Trump began complaining about voter fraud and the election being stolen, and by the time he appeared in the East Wing around 2 a.m. Wednesday to make remarks, he was determined to declare victory, even though his prepared notes did not say that.
“Frankly, we did win this election,” Trump said in comments that were roundly criticized, including by many allies. Some of those in the room, including Lewandowski and Meadows, did not clap along with others after the impromptu line. Vice President Pence, who struck a different tone early Wednesday onstage, made no appearances later Wednesday or Thursday, though Thursday night he did tweet, “I Stand With President @realDonaldTrump. We must count every LEGAL vote.”
In some ways, the chaos and drama was its own version of normalcy for those who have worked around Trump, this person added. “One thing people forget, in general, is that for decades, long before the presidency, his whole life was a crisis and he thrived in that environment,” the official said. “It’d be boring if he just got blown out or won big. That would be very un-Trumpian for there not to be some calamity involved.”
By Wednesday evening, however, Trump had begun telling allies he believed he could lose — but only because the election was being “stolen from him,” a campaign official said. And when he woke up Thursday, he was angry again and eager to take a more defiant tone, advisers said.
The president was eager to speak publicly Thursday about the election — arguing that his rightful victory was being stolen, and that states were conspiring against him. But again, allies and advisers counseled caution, trying to assuage Trump by outlining their aggressive plan to fight and urging him to keep a low profile.
But on Thursday evening, the president appeared in front of reporters at the White House around 6:45, seeming subdued and deflated, and made unproven claims about voter fraud and vowing to continue the fight through legal channels.
He mocked mail-in ballots and polling from the news media and said, falsely, that states were making up ballots to cost him the election. He made a series of other unsubstantiated allegations against democratic elections.
At one point, Trump said states that counted the votes were behaving in a corrupt manner — while Arizona needed to count the ballots so he could win. He walked away without taking questions.
A senior campaign official said Thursday night’s appearance was the kind of news conference they wanted to avoid.
The president told advisers he believed he would win, and polled aides and allies all day on whether he should appear publicly, as he was eager to do. He worked on a statement with his press office taking credit for Republican gains in the House and for Republican victories in the Senate — and his standing among minority voters.
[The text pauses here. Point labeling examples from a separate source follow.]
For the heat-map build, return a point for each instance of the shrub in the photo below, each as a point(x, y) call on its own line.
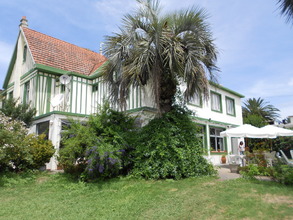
point(40, 149)
point(168, 147)
point(13, 152)
point(95, 149)
point(22, 112)
point(19, 151)
point(253, 170)
point(283, 174)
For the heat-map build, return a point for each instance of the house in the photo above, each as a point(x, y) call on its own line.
point(62, 80)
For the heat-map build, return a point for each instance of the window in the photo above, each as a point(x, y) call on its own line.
point(95, 87)
point(10, 95)
point(62, 88)
point(230, 106)
point(43, 128)
point(26, 93)
point(201, 134)
point(216, 102)
point(24, 53)
point(196, 100)
point(216, 141)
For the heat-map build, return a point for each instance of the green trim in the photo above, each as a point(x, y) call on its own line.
point(218, 153)
point(27, 73)
point(211, 121)
point(200, 102)
point(221, 105)
point(228, 98)
point(37, 104)
point(24, 55)
point(86, 96)
point(60, 113)
point(10, 85)
point(11, 65)
point(56, 71)
point(81, 97)
point(76, 92)
point(226, 89)
point(49, 82)
point(25, 91)
point(145, 108)
point(71, 94)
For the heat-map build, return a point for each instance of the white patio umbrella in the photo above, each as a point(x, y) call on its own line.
point(246, 130)
point(276, 131)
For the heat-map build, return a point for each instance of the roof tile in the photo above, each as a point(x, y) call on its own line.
point(59, 54)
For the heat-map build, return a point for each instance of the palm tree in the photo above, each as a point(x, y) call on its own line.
point(286, 7)
point(160, 52)
point(259, 107)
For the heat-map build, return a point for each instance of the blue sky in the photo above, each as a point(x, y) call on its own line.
point(254, 41)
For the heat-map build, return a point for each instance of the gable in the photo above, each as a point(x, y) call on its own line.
point(55, 53)
point(21, 62)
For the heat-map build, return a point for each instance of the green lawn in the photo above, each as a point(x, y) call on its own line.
point(53, 196)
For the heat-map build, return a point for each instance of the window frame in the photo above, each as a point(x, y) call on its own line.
point(234, 109)
point(26, 92)
point(200, 101)
point(221, 105)
point(24, 53)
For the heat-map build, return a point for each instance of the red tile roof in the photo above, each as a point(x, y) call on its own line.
point(59, 54)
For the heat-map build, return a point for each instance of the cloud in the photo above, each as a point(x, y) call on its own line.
point(290, 82)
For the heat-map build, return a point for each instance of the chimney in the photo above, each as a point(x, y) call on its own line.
point(23, 22)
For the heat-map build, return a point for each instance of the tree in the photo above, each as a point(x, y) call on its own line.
point(21, 112)
point(160, 52)
point(286, 7)
point(261, 108)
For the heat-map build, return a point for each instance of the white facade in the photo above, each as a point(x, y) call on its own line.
point(38, 84)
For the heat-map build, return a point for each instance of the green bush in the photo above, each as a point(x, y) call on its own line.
point(283, 174)
point(22, 112)
point(96, 149)
point(40, 149)
point(168, 147)
point(19, 151)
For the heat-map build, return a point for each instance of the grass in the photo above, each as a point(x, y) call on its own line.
point(55, 196)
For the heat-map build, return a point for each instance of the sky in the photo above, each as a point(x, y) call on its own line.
point(254, 41)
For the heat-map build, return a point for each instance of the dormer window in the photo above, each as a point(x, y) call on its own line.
point(24, 53)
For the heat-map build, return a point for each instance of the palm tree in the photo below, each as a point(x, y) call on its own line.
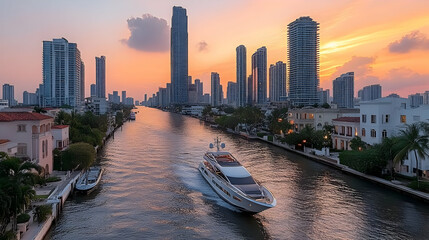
point(16, 181)
point(410, 140)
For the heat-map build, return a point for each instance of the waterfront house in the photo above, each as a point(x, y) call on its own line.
point(345, 129)
point(31, 132)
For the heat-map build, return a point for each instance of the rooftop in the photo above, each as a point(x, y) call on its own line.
point(347, 119)
point(22, 116)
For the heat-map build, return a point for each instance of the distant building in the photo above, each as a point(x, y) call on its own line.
point(29, 99)
point(231, 93)
point(277, 81)
point(100, 76)
point(216, 95)
point(323, 96)
point(369, 93)
point(93, 90)
point(259, 74)
point(9, 94)
point(303, 61)
point(343, 90)
point(179, 56)
point(124, 97)
point(241, 72)
point(415, 100)
point(62, 74)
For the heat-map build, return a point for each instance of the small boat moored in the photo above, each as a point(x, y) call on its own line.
point(89, 180)
point(233, 183)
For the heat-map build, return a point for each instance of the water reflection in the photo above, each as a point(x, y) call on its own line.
point(152, 189)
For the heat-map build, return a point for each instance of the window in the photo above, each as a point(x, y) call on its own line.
point(373, 133)
point(21, 128)
point(384, 134)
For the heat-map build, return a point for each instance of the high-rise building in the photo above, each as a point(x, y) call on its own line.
point(259, 73)
point(9, 94)
point(415, 100)
point(241, 72)
point(93, 90)
point(216, 90)
point(124, 97)
point(61, 73)
point(179, 56)
point(343, 90)
point(231, 93)
point(369, 93)
point(199, 86)
point(277, 81)
point(303, 61)
point(250, 90)
point(29, 99)
point(100, 76)
point(82, 81)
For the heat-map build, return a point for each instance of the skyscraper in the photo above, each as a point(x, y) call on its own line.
point(370, 92)
point(303, 61)
point(93, 90)
point(231, 93)
point(343, 90)
point(241, 76)
point(61, 73)
point(216, 90)
point(9, 94)
point(179, 56)
point(100, 76)
point(259, 73)
point(124, 97)
point(82, 81)
point(277, 81)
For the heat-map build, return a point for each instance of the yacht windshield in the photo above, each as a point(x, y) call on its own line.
point(241, 181)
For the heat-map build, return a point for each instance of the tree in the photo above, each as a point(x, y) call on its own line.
point(410, 140)
point(79, 155)
point(17, 179)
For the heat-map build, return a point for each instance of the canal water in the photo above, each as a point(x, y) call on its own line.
point(152, 190)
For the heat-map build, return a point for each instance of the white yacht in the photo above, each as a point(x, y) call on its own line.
point(233, 183)
point(89, 179)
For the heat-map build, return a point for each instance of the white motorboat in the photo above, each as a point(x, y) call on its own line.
point(88, 181)
point(132, 116)
point(233, 183)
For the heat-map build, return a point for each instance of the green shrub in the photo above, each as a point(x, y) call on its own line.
point(42, 212)
point(22, 218)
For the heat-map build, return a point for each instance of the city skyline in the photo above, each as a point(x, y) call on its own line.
point(387, 49)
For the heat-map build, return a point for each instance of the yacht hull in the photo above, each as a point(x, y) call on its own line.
point(230, 195)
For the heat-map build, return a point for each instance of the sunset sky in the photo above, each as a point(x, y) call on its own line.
point(385, 42)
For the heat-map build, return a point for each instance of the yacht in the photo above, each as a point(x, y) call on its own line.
point(88, 181)
point(233, 183)
point(132, 115)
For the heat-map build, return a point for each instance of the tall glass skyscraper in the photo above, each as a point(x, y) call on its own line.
point(179, 56)
point(343, 90)
point(277, 81)
point(259, 73)
point(100, 76)
point(241, 76)
point(62, 78)
point(303, 61)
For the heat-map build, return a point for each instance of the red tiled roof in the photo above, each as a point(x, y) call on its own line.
point(60, 126)
point(347, 119)
point(22, 116)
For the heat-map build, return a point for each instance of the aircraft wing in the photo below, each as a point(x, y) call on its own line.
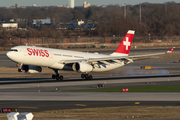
point(113, 58)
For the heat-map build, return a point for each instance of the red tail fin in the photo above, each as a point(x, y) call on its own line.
point(125, 45)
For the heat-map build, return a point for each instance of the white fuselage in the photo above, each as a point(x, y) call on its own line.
point(48, 57)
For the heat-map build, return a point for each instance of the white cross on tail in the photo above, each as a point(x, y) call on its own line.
point(127, 43)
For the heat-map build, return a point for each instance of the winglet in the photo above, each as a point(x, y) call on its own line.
point(170, 51)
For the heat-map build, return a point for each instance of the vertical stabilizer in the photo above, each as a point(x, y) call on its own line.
point(124, 47)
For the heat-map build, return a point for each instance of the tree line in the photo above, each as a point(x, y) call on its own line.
point(156, 20)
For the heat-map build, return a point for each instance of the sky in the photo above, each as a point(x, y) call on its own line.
point(8, 3)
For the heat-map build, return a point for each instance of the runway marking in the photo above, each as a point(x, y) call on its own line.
point(137, 103)
point(80, 105)
point(28, 107)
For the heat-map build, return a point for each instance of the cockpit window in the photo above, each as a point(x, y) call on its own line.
point(13, 50)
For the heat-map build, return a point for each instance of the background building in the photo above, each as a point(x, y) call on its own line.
point(71, 3)
point(9, 26)
point(37, 22)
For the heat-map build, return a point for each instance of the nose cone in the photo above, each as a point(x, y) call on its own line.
point(9, 55)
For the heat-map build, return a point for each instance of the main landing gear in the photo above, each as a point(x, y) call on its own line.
point(56, 76)
point(86, 76)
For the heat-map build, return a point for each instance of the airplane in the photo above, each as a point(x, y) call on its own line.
point(31, 59)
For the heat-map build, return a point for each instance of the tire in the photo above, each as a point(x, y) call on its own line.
point(82, 76)
point(61, 78)
point(53, 76)
point(90, 77)
point(57, 77)
point(19, 70)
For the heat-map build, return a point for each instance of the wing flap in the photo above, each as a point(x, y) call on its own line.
point(113, 58)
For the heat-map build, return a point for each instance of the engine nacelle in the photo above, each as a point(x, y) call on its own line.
point(82, 67)
point(31, 69)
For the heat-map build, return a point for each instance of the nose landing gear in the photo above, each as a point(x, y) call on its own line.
point(86, 77)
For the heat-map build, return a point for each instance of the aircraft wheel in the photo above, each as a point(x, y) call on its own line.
point(57, 77)
point(86, 76)
point(82, 76)
point(53, 76)
point(19, 70)
point(61, 77)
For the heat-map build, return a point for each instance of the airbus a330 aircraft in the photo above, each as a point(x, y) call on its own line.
point(31, 59)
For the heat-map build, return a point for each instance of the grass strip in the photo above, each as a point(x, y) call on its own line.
point(166, 88)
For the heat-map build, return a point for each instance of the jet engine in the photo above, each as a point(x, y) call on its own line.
point(82, 67)
point(31, 69)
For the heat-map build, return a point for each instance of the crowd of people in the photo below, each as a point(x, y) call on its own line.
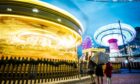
point(96, 71)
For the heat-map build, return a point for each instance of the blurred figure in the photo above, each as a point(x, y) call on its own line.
point(91, 70)
point(99, 74)
point(108, 72)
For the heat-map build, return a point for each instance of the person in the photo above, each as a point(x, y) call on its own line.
point(108, 72)
point(91, 70)
point(99, 74)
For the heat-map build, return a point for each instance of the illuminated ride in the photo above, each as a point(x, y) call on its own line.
point(37, 29)
point(114, 35)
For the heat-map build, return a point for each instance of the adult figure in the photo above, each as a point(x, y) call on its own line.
point(91, 70)
point(108, 72)
point(99, 74)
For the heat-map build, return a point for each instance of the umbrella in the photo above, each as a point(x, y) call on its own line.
point(100, 58)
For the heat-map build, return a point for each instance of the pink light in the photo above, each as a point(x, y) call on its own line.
point(113, 45)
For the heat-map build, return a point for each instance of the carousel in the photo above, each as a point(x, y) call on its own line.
point(38, 42)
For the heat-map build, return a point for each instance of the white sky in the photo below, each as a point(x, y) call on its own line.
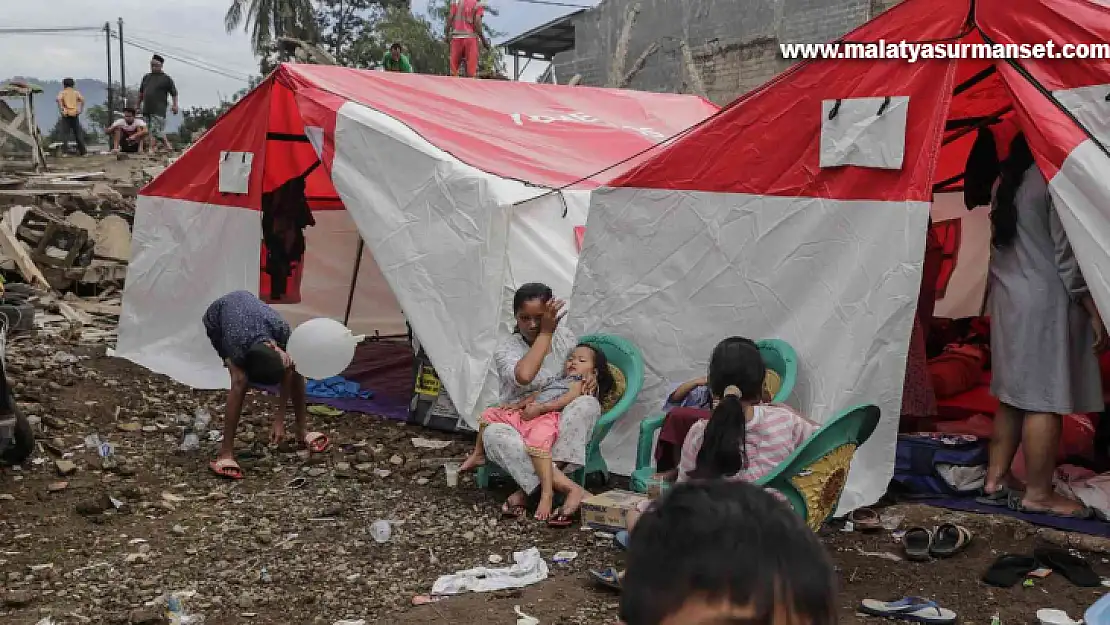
point(187, 28)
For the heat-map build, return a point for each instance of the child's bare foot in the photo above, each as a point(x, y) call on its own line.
point(544, 510)
point(473, 461)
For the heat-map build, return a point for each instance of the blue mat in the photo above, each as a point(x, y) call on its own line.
point(1092, 527)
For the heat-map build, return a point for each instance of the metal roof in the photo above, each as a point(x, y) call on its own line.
point(546, 40)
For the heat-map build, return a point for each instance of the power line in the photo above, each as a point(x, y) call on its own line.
point(554, 3)
point(185, 53)
point(10, 30)
point(192, 62)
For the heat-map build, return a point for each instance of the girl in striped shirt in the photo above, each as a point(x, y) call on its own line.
point(745, 439)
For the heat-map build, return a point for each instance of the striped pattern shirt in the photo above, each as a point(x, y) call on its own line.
point(773, 434)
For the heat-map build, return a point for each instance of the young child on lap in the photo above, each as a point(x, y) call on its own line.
point(536, 416)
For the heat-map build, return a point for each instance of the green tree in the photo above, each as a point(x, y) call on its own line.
point(266, 20)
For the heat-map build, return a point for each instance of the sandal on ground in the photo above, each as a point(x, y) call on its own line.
point(562, 520)
point(1081, 514)
point(950, 540)
point(915, 610)
point(917, 542)
point(1008, 570)
point(226, 467)
point(511, 511)
point(316, 442)
point(1000, 497)
point(865, 520)
point(621, 538)
point(1073, 568)
point(608, 577)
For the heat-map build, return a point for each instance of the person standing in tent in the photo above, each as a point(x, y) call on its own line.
point(1046, 333)
point(250, 338)
point(527, 359)
point(464, 31)
point(396, 61)
point(153, 90)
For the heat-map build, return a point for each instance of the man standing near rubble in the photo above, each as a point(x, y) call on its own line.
point(153, 91)
point(464, 30)
point(71, 104)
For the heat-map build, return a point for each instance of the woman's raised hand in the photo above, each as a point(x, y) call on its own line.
point(553, 314)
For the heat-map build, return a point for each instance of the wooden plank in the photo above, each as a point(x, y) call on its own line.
point(97, 308)
point(73, 315)
point(13, 250)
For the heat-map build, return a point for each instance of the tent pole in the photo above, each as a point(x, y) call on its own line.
point(354, 281)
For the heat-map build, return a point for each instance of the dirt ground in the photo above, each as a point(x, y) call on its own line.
point(180, 528)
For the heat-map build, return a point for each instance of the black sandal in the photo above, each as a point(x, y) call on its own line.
point(561, 520)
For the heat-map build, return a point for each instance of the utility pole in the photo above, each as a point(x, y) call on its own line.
point(123, 72)
point(108, 46)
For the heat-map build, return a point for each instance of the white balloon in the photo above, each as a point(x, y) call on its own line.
point(321, 348)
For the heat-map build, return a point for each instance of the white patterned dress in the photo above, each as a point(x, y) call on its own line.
point(504, 445)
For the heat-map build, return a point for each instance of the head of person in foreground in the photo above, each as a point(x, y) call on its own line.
point(726, 553)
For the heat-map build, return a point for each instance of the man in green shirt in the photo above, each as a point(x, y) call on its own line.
point(395, 61)
point(153, 91)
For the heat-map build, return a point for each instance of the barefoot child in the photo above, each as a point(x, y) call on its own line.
point(536, 416)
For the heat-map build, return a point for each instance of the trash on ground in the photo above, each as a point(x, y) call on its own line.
point(528, 567)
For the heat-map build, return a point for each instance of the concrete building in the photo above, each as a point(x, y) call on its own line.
point(717, 49)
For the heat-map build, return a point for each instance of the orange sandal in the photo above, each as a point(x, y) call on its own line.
point(316, 442)
point(226, 467)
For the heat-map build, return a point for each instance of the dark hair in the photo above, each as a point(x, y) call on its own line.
point(726, 542)
point(263, 365)
point(605, 382)
point(528, 292)
point(1003, 213)
point(735, 362)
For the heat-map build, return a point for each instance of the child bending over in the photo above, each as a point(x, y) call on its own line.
point(536, 416)
point(683, 562)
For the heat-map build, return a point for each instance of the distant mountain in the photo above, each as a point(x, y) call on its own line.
point(94, 91)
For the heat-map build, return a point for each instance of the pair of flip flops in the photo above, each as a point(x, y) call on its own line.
point(607, 577)
point(1012, 499)
point(915, 610)
point(1010, 568)
point(945, 541)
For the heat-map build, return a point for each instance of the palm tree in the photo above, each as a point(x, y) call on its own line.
point(266, 20)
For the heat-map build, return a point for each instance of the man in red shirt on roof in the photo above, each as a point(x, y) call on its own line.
point(464, 30)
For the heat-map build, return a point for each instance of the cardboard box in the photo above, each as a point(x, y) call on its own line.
point(609, 511)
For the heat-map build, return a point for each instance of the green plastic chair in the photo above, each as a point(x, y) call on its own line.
point(625, 356)
point(778, 356)
point(813, 479)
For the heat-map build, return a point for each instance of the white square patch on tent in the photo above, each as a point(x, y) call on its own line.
point(867, 132)
point(235, 172)
point(1090, 107)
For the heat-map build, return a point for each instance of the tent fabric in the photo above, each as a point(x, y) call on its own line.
point(766, 242)
point(453, 199)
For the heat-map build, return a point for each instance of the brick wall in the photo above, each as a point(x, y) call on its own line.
point(733, 44)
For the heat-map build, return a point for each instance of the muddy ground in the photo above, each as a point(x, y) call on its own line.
point(178, 527)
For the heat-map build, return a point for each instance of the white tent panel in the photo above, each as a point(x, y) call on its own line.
point(174, 275)
point(838, 280)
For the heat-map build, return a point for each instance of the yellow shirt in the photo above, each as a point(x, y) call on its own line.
point(70, 100)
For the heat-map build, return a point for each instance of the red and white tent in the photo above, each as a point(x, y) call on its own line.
point(430, 171)
point(779, 218)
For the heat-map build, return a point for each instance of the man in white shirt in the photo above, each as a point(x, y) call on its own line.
point(128, 133)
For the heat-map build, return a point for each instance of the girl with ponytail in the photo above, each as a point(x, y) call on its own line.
point(745, 439)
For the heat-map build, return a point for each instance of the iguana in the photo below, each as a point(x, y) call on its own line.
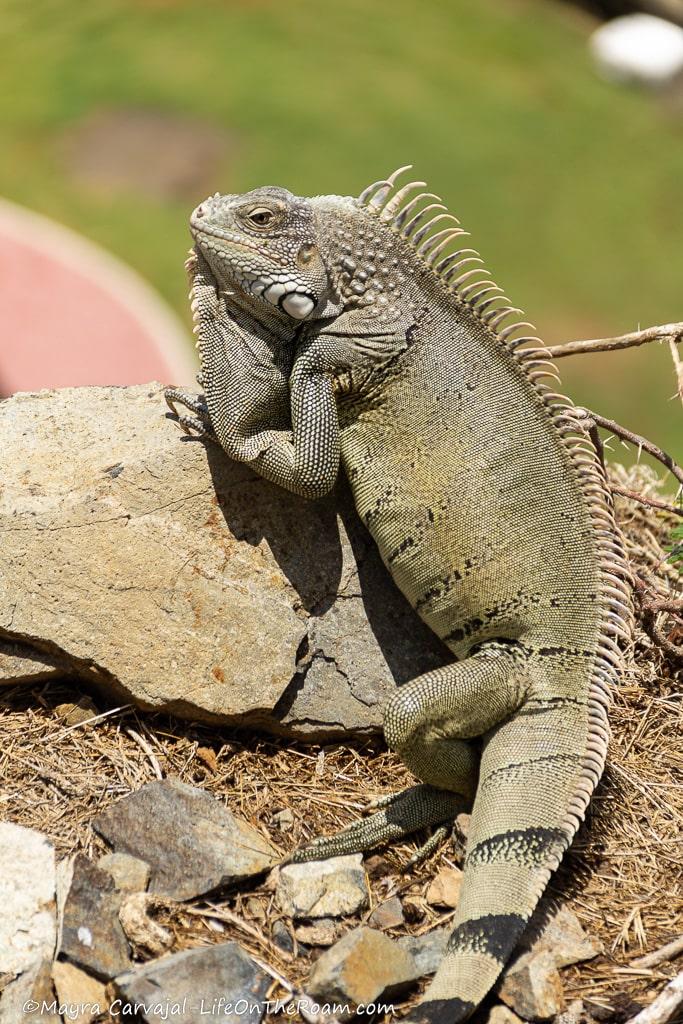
point(354, 331)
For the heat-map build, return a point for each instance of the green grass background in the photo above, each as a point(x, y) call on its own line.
point(571, 186)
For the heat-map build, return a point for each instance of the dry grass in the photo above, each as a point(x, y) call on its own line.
point(624, 877)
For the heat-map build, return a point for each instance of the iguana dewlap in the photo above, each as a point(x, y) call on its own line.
point(355, 331)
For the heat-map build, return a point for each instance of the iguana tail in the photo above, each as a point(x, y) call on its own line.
point(532, 793)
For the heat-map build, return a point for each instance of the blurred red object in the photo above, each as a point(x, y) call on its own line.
point(71, 313)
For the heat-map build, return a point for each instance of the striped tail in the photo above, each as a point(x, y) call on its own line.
point(534, 788)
“President Trump defied all expectations in Congressional and Senate races, bringing great victories,” said Judd Deere, a deputy press secretary. He did not mention the presidential race tally.
On a call with campaign surrogates, a Trump campaign spokesman confidently declared, “We will be able to declare absolutely victory Friday afternoon when Arizona flips.” And the campaign also blasted out a fully capitalized statement from the president: “IF YOU COUNT THE LEGAL VOTES, I EASILY WIN THE ELECTION! IF YOU COUNT THE ILLEGAL AND LATE VOTES, THEY CAN STEAL THE ELECTION FROM US!”
While I understand the desire to see that man as some kind of evil genius trying to stoke his supporters into action, I see a man who is mentally unstable and unable to cope with reality. Dan Drezner has curated a 2000-plus incident Twitter thread and authored a university press book on Trump as The Toddler-in-Chief. These actions are consistent with a petulant child not getting his way. But I think it’s moved well beyond that: the man is just not well.
This doesn’t, of course, mean he’s not dangerous. He’ll be President of the United States and possessed with all its powers for another two-and-a-half months. But his authoritarian ramblings are being openly dismissed at this point. The press no longer feels a need to couch their reporting in “objective” language and his partisans in Congress no longer fear him.